Zhang Youshan, Allem Jon-Patrick, Unger Jennifer Beth, Boley Cruz Tess
Department of Computer Science, Lehigh University, Bethlehem, PA, United States.
Keck School of Medicine of USC, Los Angeles, CA, United States.
J Med Internet Res. 2018 Nov 21;20(11):e10513. doi: 10.2196/10513.

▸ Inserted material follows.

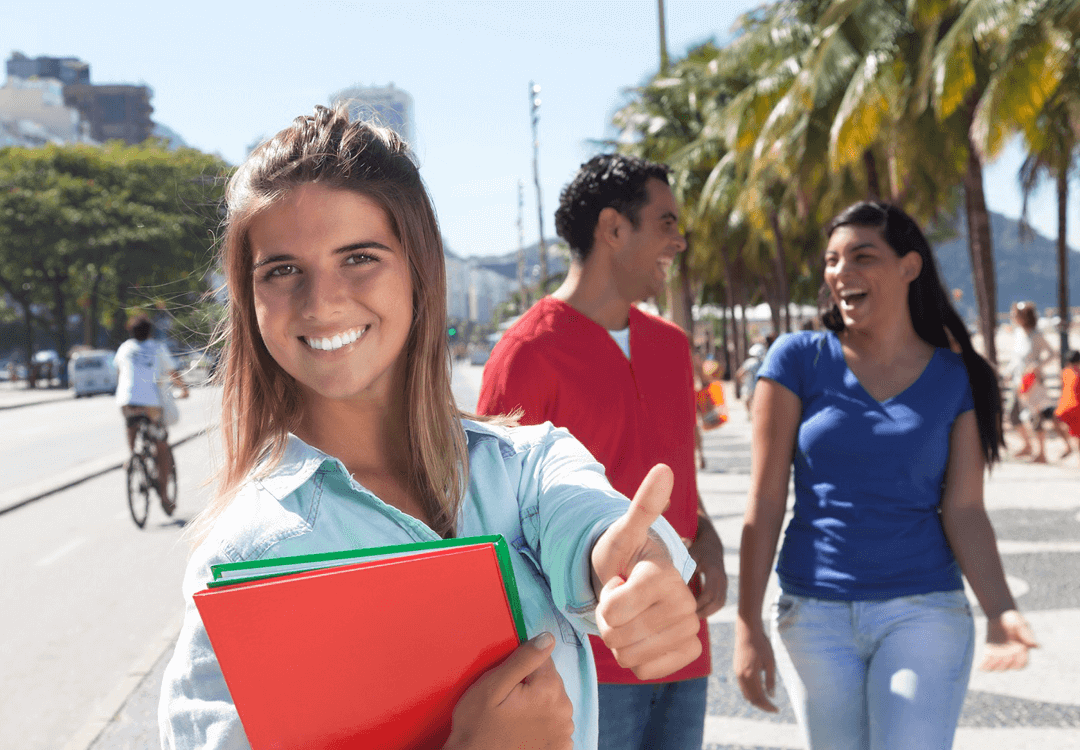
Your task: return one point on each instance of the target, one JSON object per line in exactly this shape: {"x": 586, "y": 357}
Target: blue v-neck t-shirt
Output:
{"x": 868, "y": 474}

Instagram, with millions of posts per day, can be used to inform public health surveillance targets and policies. However, current research relying on image-based data often relies on hand coding of images, which is time-consuming and costly, ultimately limiting the scope of the study. Current best practices in automated image classification (eg, support vector machine (SVM), backpropagation neural network, and artificial neural network) are limited in their capacity to accurately distinguish between objects within images.
This study aimed to demonstrate how a convolutional neural network (CNN) can be used to extract unique features within an image and how SVM can then be used to classify the image.
Images of waterpipes or hookah (an emerging tobacco product possessing similar harms to that of cigarettes) were collected from Instagram and used in the analyses (N=840). A CNN was used to extract unique features from images identified to contain waterpipes. An SVM classifier was built to distinguish between images with and without waterpipes. Methods for image classification were then compared to show how a CNN+SVM classifier could improve accuracy.
As the number of validated training images increased, the total number of extracted features increased. In addition, as the number of features learned by the SVM classifier increased, the average level of accuracy increased. Overall, 99.5% (418/420) of images classified were correctly identified as either hookah or nonhookah images. This level of accuracy was an improvement over earlier methods that used SVM, CNN, or bag-of-features alone.
A CNN extracts more features of images, allowing an SVM classifier to be better informed, resulting in higher accuracy compared with methods that extract fewer features. Future research can use this method to grow the scope of image-based studies. The methods presented here might help detect increases in the popularity of certain tobacco products over time on social media. By taking images of waterpipes from Instagram, we place our methods in a context that can be utilized to inform health researchers analyzing social media to understand user experience with emerging tobacco products and inform public health surveillance targets and policies.
照片墙(Instagram)每天有数以百万计的帖子,可用于为公共卫生监测目标和政策提供信息。然而,目前基于图像数据的研究通常依赖于图像的人工编码,既耗时又昂贵,最终限制了研究范围。自动图像分类的当前最佳实践(例如支持向量机(SVM)、反向传播神经网络和人工神经网络)在准确区分图像中的物体的能力方面存在局限。
本研究旨在演示如何使用卷积神经网络(CNN)提取图像中的独特特征,以及随后如何使用支持向量机对图像进行分类。
从照片墙收集水烟袋(一种新兴烟草产品,危害与香烟类似)的图像并用于分析(N = 840)。使用卷积神经网络从经识别包含水烟袋的图像中提取独特特征。构建一个支持向量机分类器以区分有水烟袋和无水烟袋的图像。然后比较图像分类方法,以展示卷积神经网络+支持向量机分类器如何提高准确性。
随着经过验证的训练图像数量增加,提取的特征总数增加。此外,随着支持向量机分类器学习的特征数量增加,平均准确率提高。总体而言,分类的图像中有99.5%(418/420)被正确识别为水烟袋图像或非水烟袋图像。与单独使用支持向量机、卷积神经网络或特征袋的早期方法相比,这种准确率水平有所提高。
卷积神经网络提取更多的图像特征,使支持向量机分类器能有更充分的信息,与提取较少特征的方法相比,准确率更高。未来的研究可以使用这种方法扩大基于图像的研究范围。此处介绍的方法可能有助于发现某些烟草产品在社交媒体上随时间推移受欢迎程度的增加情况。通过从照片墙获取水烟袋图像,我们将我们的方法置于一种情境中,可用于为分析社交媒体以了解用户对新兴烟草产品体验的健康研究人员提供信息,并为公共卫生监测目标和政策提供信息。